Poland, more than any other country, has commemorated tough, even unpleasant themes on its modern commemorative coins, including dozens related to the Holocaust and persecution of Jews.
In 2009 Poland honored Irena Sendler and two others who helped rescue some 2,500 Jews (mostly children) during World War II.
Sendler had been posing as a nurse so she could treat victims in the Warsaw Ghetto when she joined Zegota, an underground resistance organization, in 1942. With Sendler’s lead, some two dozen people – almost all women – spirited children to safety, using secret passageways or placing children inside luggage, even sedating them so their cries would not reveal the operation.
However, the operation was discovered, and Sendler was imprisoned. She slipped through the hands of the Grim Reaper many times in her career as a resister, and did so this time when her compatriots bribed a guard and she was allowed to escape instead of being executed.
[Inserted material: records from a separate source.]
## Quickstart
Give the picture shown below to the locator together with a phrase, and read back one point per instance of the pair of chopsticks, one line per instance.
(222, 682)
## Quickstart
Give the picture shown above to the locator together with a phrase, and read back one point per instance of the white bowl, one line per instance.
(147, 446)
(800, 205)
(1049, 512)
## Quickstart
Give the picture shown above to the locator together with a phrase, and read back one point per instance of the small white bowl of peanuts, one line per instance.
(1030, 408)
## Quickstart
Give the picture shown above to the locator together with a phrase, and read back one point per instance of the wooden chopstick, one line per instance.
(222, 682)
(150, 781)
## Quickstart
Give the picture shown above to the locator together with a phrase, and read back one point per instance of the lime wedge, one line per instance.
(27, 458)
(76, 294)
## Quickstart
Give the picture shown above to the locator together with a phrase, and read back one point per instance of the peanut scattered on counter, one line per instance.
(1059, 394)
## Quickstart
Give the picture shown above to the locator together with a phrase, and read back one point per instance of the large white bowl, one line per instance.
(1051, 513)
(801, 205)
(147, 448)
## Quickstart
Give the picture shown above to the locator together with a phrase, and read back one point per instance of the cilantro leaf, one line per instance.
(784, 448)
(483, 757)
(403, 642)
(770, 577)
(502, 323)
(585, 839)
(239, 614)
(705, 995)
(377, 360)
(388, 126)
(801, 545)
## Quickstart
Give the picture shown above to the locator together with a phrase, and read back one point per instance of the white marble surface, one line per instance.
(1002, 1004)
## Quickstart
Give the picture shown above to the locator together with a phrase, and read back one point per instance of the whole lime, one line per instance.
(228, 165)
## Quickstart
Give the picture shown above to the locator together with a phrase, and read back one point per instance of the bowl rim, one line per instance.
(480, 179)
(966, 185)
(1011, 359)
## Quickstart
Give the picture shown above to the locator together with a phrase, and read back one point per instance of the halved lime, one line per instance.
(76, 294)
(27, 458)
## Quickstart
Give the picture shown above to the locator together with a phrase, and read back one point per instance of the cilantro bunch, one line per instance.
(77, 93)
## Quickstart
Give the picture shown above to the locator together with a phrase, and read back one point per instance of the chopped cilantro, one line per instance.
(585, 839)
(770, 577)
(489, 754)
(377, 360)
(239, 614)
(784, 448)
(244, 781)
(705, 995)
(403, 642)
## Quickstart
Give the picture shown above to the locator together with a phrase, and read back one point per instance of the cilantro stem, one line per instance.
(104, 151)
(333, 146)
Such a fate, however, befell many of the parents whose children were rescued. Though the children were provided false documents, Sendler created lists of their real names, burying them in jars, hidden to allow for reunions after the war. But reunions simply were not possible for most children as their parents were killed in concentration camps or otherwise scattered.
Sendler’s story may have remained unknown to the world, but for four Kansas students who traced it for a school project that resulted in the play, Life in a Jar.
In 2008, at 98 years old, Sendler died, having seen her legacy cemented through the play, which was turned into a Hallmark movie with Anna Paquin.
For coin collectors, the honor she received in 2009 is even better.
Sendler, Zofia Kossak-Szczucka and Sister Matylda Getter were honored on two coins in the “Poles Who Saved Jews” series. A circulating 2-zloty coin shows a hand breaking through a brick-and-barbed-wire barrier with the name of Zegota. Image of all three women appear on the Proof silver 20-zloty collector coin.
In 1965 the trio was proclaimed among the Polish Righteous Among the Nations recipients from Israel’s Yad Vashem Holocaust museum, awarded to those who saved Jews from extermination during the war.